現在私は福祉業界で働きながら、電話応対の指導にも携わっています。かつてスーパーバイザーとして現場を見ていた頃、応対の質に悩むスタッフと向き合う中で、「より良い応対とは何か」を自分自身でも深める必要があると感じ、電話応対コンクールに参加しました。お客さまから学んだことを自身で試し、現場に還元したいという思いが、指導者級資格の取得にもつながっていきました。
CS向上に欠かせない“インプロ力”
CS(顧客満足)を高めるためには、「傾聴」と「相手の思いや意図を引き出す力」が欠かせません。マニュアルは重要な土台ですが、すべての状況に対応することは難しく、現場では柔軟な応対が求められる場面が多くあります。そうした時に必要になるのが“インプロ力”です。応対中に臨機応変に言葉を選び、状況に合った対応を組み立てていく力です。

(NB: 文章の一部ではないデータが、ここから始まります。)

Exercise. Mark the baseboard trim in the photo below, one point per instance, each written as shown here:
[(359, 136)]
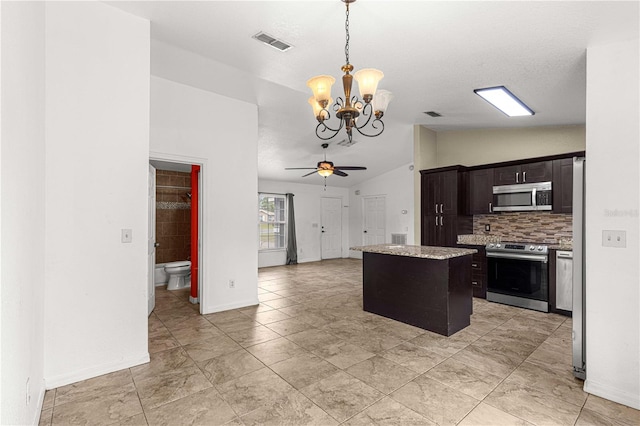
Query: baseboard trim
[(235, 305), (95, 371), (612, 394), (38, 413)]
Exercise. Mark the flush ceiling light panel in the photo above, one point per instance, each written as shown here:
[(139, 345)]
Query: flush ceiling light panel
[(501, 98), (272, 41)]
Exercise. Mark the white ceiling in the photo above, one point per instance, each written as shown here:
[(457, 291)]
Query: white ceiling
[(433, 54)]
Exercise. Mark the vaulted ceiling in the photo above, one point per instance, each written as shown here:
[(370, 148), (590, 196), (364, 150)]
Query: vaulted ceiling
[(433, 54)]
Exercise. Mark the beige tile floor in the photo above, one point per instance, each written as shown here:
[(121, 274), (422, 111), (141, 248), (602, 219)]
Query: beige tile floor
[(308, 354)]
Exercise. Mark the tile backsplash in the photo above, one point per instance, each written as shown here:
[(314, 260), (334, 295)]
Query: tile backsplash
[(538, 227)]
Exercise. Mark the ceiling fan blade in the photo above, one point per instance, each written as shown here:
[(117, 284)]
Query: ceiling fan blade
[(349, 167)]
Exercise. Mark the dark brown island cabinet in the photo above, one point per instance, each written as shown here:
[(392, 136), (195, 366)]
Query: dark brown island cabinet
[(478, 271), (444, 206), (432, 292)]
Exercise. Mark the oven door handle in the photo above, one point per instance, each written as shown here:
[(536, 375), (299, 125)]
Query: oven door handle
[(519, 256)]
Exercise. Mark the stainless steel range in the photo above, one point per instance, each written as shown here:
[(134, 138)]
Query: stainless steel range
[(518, 275)]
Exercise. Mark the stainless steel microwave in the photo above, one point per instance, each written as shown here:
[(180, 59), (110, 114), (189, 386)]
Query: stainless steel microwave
[(522, 197)]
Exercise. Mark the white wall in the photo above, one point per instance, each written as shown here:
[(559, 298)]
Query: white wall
[(97, 153), (22, 212), (307, 202), (484, 146), (221, 133), (425, 153), (612, 199), (397, 188)]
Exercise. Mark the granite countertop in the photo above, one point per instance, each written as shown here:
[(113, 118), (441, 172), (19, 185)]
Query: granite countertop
[(425, 252), (483, 240)]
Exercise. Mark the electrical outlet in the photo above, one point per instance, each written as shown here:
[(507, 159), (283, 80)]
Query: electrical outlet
[(126, 235), (614, 239)]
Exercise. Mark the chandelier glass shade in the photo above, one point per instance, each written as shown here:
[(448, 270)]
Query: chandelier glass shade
[(371, 104)]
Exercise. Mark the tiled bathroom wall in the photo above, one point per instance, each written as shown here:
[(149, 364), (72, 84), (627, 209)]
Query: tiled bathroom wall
[(173, 216), (538, 227)]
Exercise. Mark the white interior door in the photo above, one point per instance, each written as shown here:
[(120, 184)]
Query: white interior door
[(373, 220), (151, 240), (331, 231)]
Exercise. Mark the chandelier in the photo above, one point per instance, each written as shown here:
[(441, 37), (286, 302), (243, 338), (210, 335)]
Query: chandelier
[(363, 114)]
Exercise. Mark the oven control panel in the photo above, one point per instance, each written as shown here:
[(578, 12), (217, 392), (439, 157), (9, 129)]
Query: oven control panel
[(517, 248)]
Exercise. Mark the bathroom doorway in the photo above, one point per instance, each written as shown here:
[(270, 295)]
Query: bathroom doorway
[(178, 213)]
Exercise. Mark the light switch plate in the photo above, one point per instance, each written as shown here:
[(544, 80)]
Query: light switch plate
[(614, 239), (127, 236)]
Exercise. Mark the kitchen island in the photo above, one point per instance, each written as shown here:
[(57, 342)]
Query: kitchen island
[(424, 286)]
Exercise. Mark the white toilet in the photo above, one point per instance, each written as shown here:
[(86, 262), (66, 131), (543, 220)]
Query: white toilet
[(179, 274)]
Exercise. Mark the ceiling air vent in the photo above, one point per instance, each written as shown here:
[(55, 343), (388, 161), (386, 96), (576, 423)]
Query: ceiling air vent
[(272, 41), (347, 143)]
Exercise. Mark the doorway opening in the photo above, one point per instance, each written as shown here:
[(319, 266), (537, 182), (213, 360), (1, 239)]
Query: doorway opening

このインプロ力を養うには、商品やサービスの知識だけでなく、人に興味を持ち、相手がどんなことに関心を持つのかに常にアンテナを張ることが大切です。さらに、日常会話の中で言い換えを意識したり、相手の立場に立って表現を考えたりすることも、良いトレーニングになります。
お客さまの反応が教えてくれること
応対の評価は、話し手の意図ではなく、受け手であるお客さまがどう感じたかに表れます。だからこそ私は、学びの源は常にお客さまの反応や言葉の中にあると感じています。印象的な一言や沈黙、安心した笑い声など、どれもが気づきや振り返りのきっかけになります。
これからも、お客さまの声に耳を澄ましながら、自分自身の応対力も、誰かに届ける指導も、少しずつ磨き続けていきたいと考えています。

中野 幸治氏
山口県で電話応対指導者として活動。ホテル業・コールセンター業で培った20年の経験を活かし、応対品質向上のための指導を行っている。